Padgett, Abigail. “Blue” (A Blue McCarron Mystery Book 1), Bywater Books, 2020.
A Detective Thriller
Blue who is a social phycologist who has been hired to evaluate an elderly woman who was arrested for murder when a man’s body is found in the woman’s rented food locker. Filled with subplots, twists and turns and fascinating characters, we get an interesting look at the way male culture affects females.
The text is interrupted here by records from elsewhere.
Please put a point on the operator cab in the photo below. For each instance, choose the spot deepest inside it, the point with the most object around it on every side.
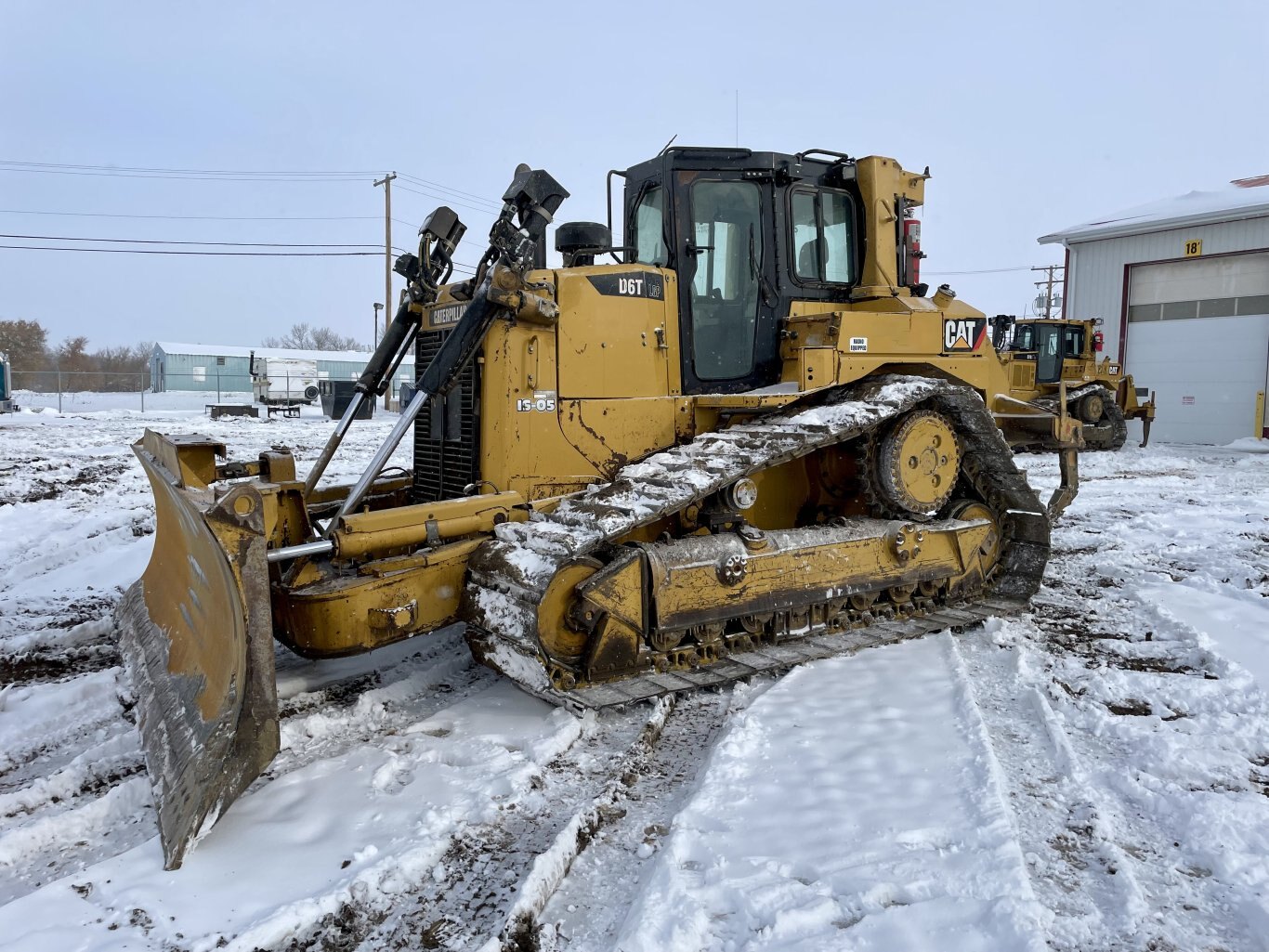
(1048, 345)
(748, 234)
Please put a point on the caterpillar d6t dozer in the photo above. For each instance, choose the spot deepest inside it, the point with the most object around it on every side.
(746, 440)
(1053, 366)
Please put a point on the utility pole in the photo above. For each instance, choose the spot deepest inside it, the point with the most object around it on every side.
(1046, 298)
(387, 263)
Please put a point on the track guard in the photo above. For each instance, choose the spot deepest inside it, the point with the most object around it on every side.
(196, 633)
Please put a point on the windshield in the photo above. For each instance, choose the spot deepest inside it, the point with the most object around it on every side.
(650, 228)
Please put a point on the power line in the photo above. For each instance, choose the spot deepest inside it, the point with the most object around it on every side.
(156, 241)
(182, 172)
(215, 254)
(985, 270)
(425, 183)
(125, 172)
(450, 198)
(198, 217)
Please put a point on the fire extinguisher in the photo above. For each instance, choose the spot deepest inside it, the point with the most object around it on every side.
(912, 248)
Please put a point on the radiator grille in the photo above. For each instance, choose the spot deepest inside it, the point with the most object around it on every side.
(447, 433)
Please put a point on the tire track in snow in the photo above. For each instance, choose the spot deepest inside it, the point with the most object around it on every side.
(494, 879)
(1075, 868)
(585, 892)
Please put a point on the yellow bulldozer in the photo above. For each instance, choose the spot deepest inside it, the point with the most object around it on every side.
(741, 438)
(1053, 364)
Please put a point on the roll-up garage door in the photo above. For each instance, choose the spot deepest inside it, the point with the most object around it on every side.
(1198, 335)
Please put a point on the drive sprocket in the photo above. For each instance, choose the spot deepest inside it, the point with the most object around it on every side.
(915, 464)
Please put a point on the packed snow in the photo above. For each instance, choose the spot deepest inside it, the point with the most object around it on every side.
(1092, 775)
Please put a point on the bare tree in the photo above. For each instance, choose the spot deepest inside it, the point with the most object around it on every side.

Blue McCarron is a Ph.D. in social psychology who teaches and writes. She is something of a recluse, living in an abandoned motel in the California desert with her Doberman, Bronte. Her twin brother is in jail for a felony and she is distraught about her breakup of her relationship with her former lover, Misha. A body is found in a public freezer and widow Muffin Crandall says that she killed an intruder and then froze the body for five years. Crandall’s brother Dan hires Blue to analyze her and between Blue and forensic psychiatrist Rox, Muffin’s story is totally untrue. It seems that Muffin is protecting someone.
Blue has the ability to analyze unprofitable businesses and give advice on how to succeed and this provides her with a good income. Her doctoral dissertation was on how humans go back to an innate primate behavior when necessary and she uses this to analyze the understand the people who enter her life. When Dan Crandall asks for her help in proving that his sister is innocent of killing a man, her investigation as well as her analysis of human versus primate behavior is what assures her that the sister, who confessed to the crime, is hiding something.
One of the problems with reviewing a mystery is not giving something away that spoils the read for others. Here the mystery, indeed, is mysterious so while I cannot say more about the plot, I can that the characters are wonderfully drawn and, in turn, draw us in. Blue, especially is fascinating with all that she deals with including her past relationship with Misha, her twin brother and the people that the meets. I must admit that it took me a while to get through the beginning of the story before the plot actually begins. However, once I did, I could not stop reading. “Blue” is well written and has quite good humor and the plot is exciting as well as psychological.